Lack of Properly Trained Auditors
External auditors receive too little or no training in forensic accounting, fraud detection, or criminology. Most Certified Public Accountants never take a single college level course devoted exclusively to issues of white collar crime or internal controls and many important subjects covered in the CPA licensing exam are learned after graduation in a cram CPA exam review course.
College level accounting education needs to be reformed to teach future CPAs the necessary tools to do battle in audits against corporate crooks who take advantage of their lack of skills. We should mandate that a larger proportion of continuing professional education, required by CPAs to maintain their licenses, be devoted to issues of white collar crime and fraud detection.
Not Enough Law Enforcement Resources Devoted to White Collar Crime
While I never feared Crazy Eddie’s board of directors and auditors, I did fear the Securities and Exchange Commission and the Federal Bureau of Investigation. However, I doubt that many criminals have such fear for the SEC and FBI today.
Both the SEC and FBI are under-resourced and overwhelmed and as a result, they are unable to successfully investigate too many complicated white collar crime cases, unless such cases are handed to them on a silver platter by others. The most experienced SEC and FBI personnel are leaving government work for better paying private sector jobs. Therefore, if you really want criminals to think twice before executing their crimes, I suggest that you beef up our nation's investigative and law enforcement resources.
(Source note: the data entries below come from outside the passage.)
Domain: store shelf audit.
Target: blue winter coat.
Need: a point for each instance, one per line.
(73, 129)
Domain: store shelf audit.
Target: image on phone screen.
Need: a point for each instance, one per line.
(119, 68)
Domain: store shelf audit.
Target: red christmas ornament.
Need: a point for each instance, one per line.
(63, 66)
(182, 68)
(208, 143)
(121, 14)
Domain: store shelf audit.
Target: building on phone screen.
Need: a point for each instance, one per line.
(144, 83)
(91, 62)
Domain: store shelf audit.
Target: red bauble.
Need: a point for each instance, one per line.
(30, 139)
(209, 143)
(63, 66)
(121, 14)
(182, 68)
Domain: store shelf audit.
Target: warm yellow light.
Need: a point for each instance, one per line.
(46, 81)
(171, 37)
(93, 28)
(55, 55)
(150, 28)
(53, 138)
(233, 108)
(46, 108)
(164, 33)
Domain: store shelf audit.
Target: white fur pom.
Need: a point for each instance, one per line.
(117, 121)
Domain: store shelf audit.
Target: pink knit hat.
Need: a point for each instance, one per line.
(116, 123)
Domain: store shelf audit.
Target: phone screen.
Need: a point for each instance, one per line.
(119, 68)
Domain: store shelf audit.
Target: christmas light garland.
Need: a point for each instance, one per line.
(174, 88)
Our capital markets depend on the integrity of financial information that is supposed to be insured by external auditors, audit committees, and consistently effective law enforcement. Inadequately trained independent external auditors, the first line of defense for insuring the integrity of financial reporting, are supervised by even less competent and less independent audit committees. On top of that, our regulators and law enforcement agencies lack the required resources to effectively prosecute many crimes enabled by the lack of effective audits and company oversight by boards of directors. Therefore, we face a perfect storm for disaster, as the cancer of white collar crime destroys our economic fabric and inflicts a collective harm on our great society.
If you want capitalism to succeed as an engine of prosperity for our great nation, I ask you to heed my my advice based on my experience as a cold blooded convicted felon.
Sam E. Antar (former Crazy Eddie CFO and a convicted felon)
PS: While Rahm Emanuel may not have been an effective board member of Freddie Mac, he can provide valuable insight to you about the perils of lack of effective oversight by boards of directors. After all, the wisest people are those that learn from past mistakes.
In addition, I will continue to provide you with more unsolicited advice from time-to-time. You can learn a lot from a convicted felon who scammed the system and took advantage of gullible human beings in ways your advisors never dreamed of.
Disclosure: Registered Democrat (convicted felons can vote in New York State but don't get to serve on juries - which I don't mind) and I vote both Democrat and Republican depending on the best candidate for the job. In addition, I have no position in Freddie Mac securities.